政治化主導でも、官僚主導でも、明確なのは時間軸を経済主導に即刻変え、
各務の役割分担を大胆に行えるトップが居ない。
会社組織で言うと、パーツ(技術)はしっかりしてるのに、自転車操業の状態で泥濘にはまってしまった様だ。
 その間、国際関係も日々悪化、欧州も米国も火達磨で、中国はぼちぼち調整局面、アフリカ・中東は石油情勢が混沌、・・・・・
島国日本は、震災が目潰しとなり盲目的に、放蕩を始めている。

 増上寺の徳川家の霊廟が、今年も、一般に開放されている。葬られている遺体は本道裏と、寛永寺、栃木の日光輪王寺、にある。家系図を眺めていると・・・・・・・今の政権の短命は、この町に灯りすら届かない仄かな東京タワーのようだ。




2011.05.21

第15号 上海雑感

 上海・外灘エリアには、中国全土から観光客がやってくる。川の向こうには、共産主義的資本主義の象徴とも思われる浦東の高層ビル。足元には占領下に建造された、由緒正しい建造物。それぞれの建物の上には、中国の国旗が、誇らしくなびいている。国家経済が猛然と伸びていく際に、起りうる矛盾も、エンターテインメントとして観光化する。
 日本で言うと東京の隅田川?京都の鴨川・・・・雰囲気的には大阪の淀川だろうか?

 今日一日を、懸命に生きるエネルギーは、懸命に食べて寝てを繰り返しながら、時として冷たい炎のように、未来を焼き尽くし、享楽の時間しか、残さない。それを、平然と受け入れる中国は、やはり未知の国。

月刊美楽を、この町のニホンジンに、届けたいと思う。
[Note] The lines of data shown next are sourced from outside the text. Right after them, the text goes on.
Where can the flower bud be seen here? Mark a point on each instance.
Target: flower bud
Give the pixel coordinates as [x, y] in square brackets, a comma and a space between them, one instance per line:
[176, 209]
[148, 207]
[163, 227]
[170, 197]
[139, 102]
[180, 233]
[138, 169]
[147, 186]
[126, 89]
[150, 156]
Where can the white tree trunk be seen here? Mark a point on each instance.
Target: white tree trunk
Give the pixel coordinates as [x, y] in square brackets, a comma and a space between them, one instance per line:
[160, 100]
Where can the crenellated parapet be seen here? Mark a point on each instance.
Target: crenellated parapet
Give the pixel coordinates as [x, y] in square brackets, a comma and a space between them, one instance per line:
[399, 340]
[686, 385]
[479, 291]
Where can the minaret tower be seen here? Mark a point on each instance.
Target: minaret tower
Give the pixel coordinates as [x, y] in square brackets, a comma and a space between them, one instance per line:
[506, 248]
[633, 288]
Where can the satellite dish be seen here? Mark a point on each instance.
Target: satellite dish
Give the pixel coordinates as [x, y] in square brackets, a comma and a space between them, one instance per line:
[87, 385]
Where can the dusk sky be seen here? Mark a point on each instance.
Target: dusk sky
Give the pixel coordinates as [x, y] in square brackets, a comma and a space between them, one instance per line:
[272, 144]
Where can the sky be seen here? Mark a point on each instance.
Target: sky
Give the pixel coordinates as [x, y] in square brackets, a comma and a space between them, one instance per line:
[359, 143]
この国の瞬間的な爆発力に負けないように、この国の、巨大な空域を持った精神に取り込まれないように。





2011.05.20

第14号 魔都上海にて

 上海へは、久し振りの旅。空港から市内へのハイウェイは、整備され、平行して話題のリニア地下鉄が、市街地へ向って時速400キロで、走っている。
相変わらずの曇天、空は湿って濁り、重たい空気が充満している。
少し近代的な建造物がところどころに散在している。上海万博で話題になった会場がチラホラ。それも昨年の熱気を忘れたかのように、寂しい存在感のままに既に過去となってしまった静寂の中に佇んでいる。

 花園飯店に着くと、ホット一息。ここは、ニホンジンの資本(血)が流れているホテルだけに、安心感がある。
 旅人は、何処かで、見慣れた光景や、吸いなれた匂いを探しては、疲れを解すのだろうか?・・・・・・久々に日本語を聞いた気がした。

 昔、ダイエーの中内会長と散歩したストリートを探しながら1時間歩いた。この町独特の、海風に混じる排気ガスを堪能しながら、浦東の見える川沿いを、歩いた。36度もあるのに、皮膚が東京のままで、気候に同化しないせいか、汗さえもこの町に遠慮して、飛び出さない。

 昔、日本人を始めとした、貪欲な資本家は、汚職を筆頭に、賄賂と賭博と、麻薬と、売春と、この町を汚染した。「魔都」上海。
 スリリングなスピードで発展?変化する町の裏通りには、そんな経済的な演劇など興味すらないような顔をした貪欲で逞しい老人たちが、「世界の方向と、風向き」占っている。




2011.05.20

第13号 月刊「美楽」13号

『輪ゴム』
 蚊の鳴くような声に耳をそばだてていると、田んぼのくすんだ風に乗って、いつもの来訪者が狙われている。幸せを運ぶ者と、幸福になりたいものはいつも罪なく、両立する。

 ツバメは数年来、巣を大きくしながら夏を楽しみやってくる。僕の人差し指が震えるのを見て、三毛の子猫が、驚いている。